Farbanschlag auf neues Schild

Im letzten Newsletter vor zwei Wochen wurde darauf hingewiesen, dass unser Schild „Von hier fuhren Züge ins Gas“ in der Ellen-Epstein-Straße wieder aufgestellt wurde. Acht Tage später, in der Nacht zum 30. Juli, gab es einen Farbanschlag auf die Tafel: Das Wort GAS wurde zugestrichen, schwarze Farbe über dem Rest ausgegossen, daneben mit einem Stift „Sachlich falsch“ geschrieben.
Dieser Anschlag zeigt, dass wir mit der Aussage einen Nerv getroffen haben. Wahrscheinlich rechtsextreme Antisemiten wollen verhindern, dass daran erinnert wird, wohin ihre Politik in Deutschland schon einmal geführt hat. Dies ist besonders jetzt wichtig, wo mit der NPD, AfD und Pro Deutschland gleich drei rechtsradikale Parteien ihre Plakate zur Abgeordnetenhauswahl aufhängen.
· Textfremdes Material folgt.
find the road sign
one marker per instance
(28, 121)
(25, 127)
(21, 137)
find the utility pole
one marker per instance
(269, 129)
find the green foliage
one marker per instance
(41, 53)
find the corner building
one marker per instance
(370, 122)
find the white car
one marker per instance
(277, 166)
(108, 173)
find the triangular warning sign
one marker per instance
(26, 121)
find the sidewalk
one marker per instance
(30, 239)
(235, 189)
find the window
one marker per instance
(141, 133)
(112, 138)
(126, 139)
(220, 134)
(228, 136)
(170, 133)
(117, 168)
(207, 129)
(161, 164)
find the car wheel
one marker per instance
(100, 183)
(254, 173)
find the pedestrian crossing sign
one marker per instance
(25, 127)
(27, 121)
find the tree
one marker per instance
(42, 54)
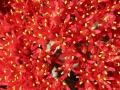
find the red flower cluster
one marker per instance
(37, 35)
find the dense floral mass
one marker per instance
(78, 36)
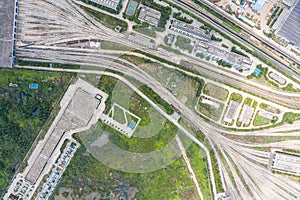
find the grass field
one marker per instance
(215, 91)
(86, 177)
(199, 164)
(23, 112)
(106, 20)
(114, 46)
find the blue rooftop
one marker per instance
(33, 86)
(132, 124)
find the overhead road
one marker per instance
(53, 55)
(244, 41)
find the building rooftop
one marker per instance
(190, 30)
(7, 8)
(149, 16)
(292, 22)
(258, 5)
(113, 4)
(288, 3)
(231, 112)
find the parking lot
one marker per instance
(6, 32)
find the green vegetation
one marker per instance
(170, 49)
(165, 11)
(214, 38)
(264, 72)
(45, 64)
(224, 45)
(157, 99)
(119, 7)
(198, 162)
(107, 84)
(114, 46)
(180, 18)
(221, 17)
(200, 55)
(142, 145)
(85, 175)
(290, 88)
(119, 115)
(260, 121)
(269, 108)
(231, 39)
(141, 108)
(145, 29)
(233, 49)
(201, 137)
(215, 91)
(106, 20)
(236, 97)
(184, 43)
(23, 112)
(291, 151)
(210, 111)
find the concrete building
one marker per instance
(258, 5)
(277, 78)
(191, 31)
(281, 19)
(231, 111)
(266, 114)
(113, 4)
(215, 53)
(149, 15)
(290, 30)
(211, 103)
(246, 114)
(81, 107)
(286, 162)
(288, 3)
(8, 23)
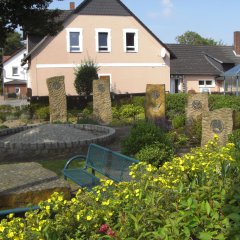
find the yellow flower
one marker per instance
(2, 228)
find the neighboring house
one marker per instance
(14, 75)
(199, 68)
(106, 31)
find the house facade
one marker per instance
(200, 68)
(108, 33)
(15, 75)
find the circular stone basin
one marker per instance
(54, 136)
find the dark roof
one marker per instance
(212, 60)
(16, 82)
(14, 54)
(100, 7)
(103, 7)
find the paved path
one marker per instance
(14, 102)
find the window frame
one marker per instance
(17, 73)
(109, 38)
(80, 31)
(136, 39)
(205, 83)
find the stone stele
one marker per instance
(28, 183)
(218, 122)
(102, 106)
(155, 106)
(197, 104)
(57, 99)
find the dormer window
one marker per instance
(103, 40)
(130, 37)
(15, 71)
(74, 39)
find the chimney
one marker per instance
(72, 5)
(237, 42)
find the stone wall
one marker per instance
(57, 99)
(155, 103)
(197, 104)
(28, 150)
(218, 122)
(102, 106)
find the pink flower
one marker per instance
(110, 232)
(103, 228)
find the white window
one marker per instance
(74, 40)
(15, 71)
(206, 83)
(103, 40)
(130, 38)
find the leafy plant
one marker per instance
(142, 134)
(85, 74)
(43, 113)
(156, 154)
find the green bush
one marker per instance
(138, 101)
(224, 101)
(178, 121)
(130, 111)
(142, 134)
(192, 197)
(155, 154)
(175, 104)
(194, 131)
(43, 113)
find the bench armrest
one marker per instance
(73, 159)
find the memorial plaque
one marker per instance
(57, 99)
(196, 105)
(218, 122)
(155, 103)
(102, 106)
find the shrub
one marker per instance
(224, 101)
(85, 74)
(138, 101)
(175, 104)
(12, 95)
(192, 197)
(155, 154)
(142, 134)
(43, 113)
(178, 121)
(194, 131)
(130, 111)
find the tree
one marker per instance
(193, 38)
(85, 74)
(32, 16)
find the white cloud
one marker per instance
(167, 7)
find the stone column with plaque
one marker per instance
(155, 106)
(196, 105)
(218, 122)
(102, 106)
(57, 99)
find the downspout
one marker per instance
(237, 85)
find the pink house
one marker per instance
(126, 51)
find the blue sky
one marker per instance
(216, 19)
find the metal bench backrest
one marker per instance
(111, 164)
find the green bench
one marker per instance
(107, 163)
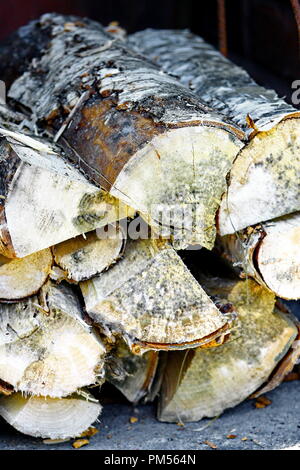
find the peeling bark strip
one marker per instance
(51, 418)
(20, 278)
(45, 346)
(44, 200)
(133, 375)
(269, 253)
(264, 180)
(207, 382)
(84, 257)
(137, 132)
(151, 298)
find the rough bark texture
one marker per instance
(132, 129)
(44, 200)
(269, 253)
(84, 257)
(151, 298)
(20, 278)
(45, 346)
(220, 83)
(264, 180)
(203, 383)
(51, 418)
(131, 374)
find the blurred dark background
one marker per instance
(261, 34)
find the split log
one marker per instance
(86, 256)
(204, 383)
(53, 418)
(269, 253)
(153, 301)
(264, 180)
(133, 375)
(20, 278)
(138, 133)
(46, 348)
(44, 200)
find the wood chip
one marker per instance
(90, 432)
(133, 419)
(80, 443)
(210, 444)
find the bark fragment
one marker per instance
(20, 278)
(204, 383)
(269, 253)
(44, 200)
(137, 132)
(86, 256)
(46, 348)
(151, 298)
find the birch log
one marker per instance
(45, 346)
(137, 132)
(20, 278)
(44, 200)
(53, 418)
(264, 180)
(86, 256)
(204, 383)
(269, 253)
(153, 301)
(133, 375)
Noch in der Nacht zum Sonntag wurde von uns eine Pressemitteilung herausgegeben. Mehrere Tageszeitungen sowie die RBB-Abendschau haben daraufhin von dem Anschlag berichtet.
Noch am selben Tag hat jemand uns Unbekanntes bei der Polizei Strafanzeige gestellt, der Polizeiliche Staatsschutz hat die Ermittlungen übernommen.
Zwei Tage später wurden am Schild Teile wieder lesbar gemacht, die Parole „Sachlich falsch“ wurde entfernt. Auch hier wissen wir nicht, wer das war. Wir freuen uns aber sehr, dass sich Menschen selbstständig dafür engagieren, dass die Erinnerung an den Holocaust nicht verhindert werden kann.

Gedenkort im Winter oder Frühjahr

Trotz allem ist das Schild nur eine vorübergehende Erinnerung. Etwa in einem halben Jahr soll an gleicher Stelle ein offizieller Gedenkort entstehen. Noch in diesem August fällt die Entscheidung der Jury, welcher der Entwürfe realisiert werden wird. Die Vorschläge werden dann in der Topografie des Terrors ausgestellt. Wir bemühen uns derzeit darum, wenigstens den Siegerentwurf danach ebenfalls öffentlich vorstellen zu können. Leider ist unser Verein nur als Beobachter zugelassen, nicht als Teil der Jury.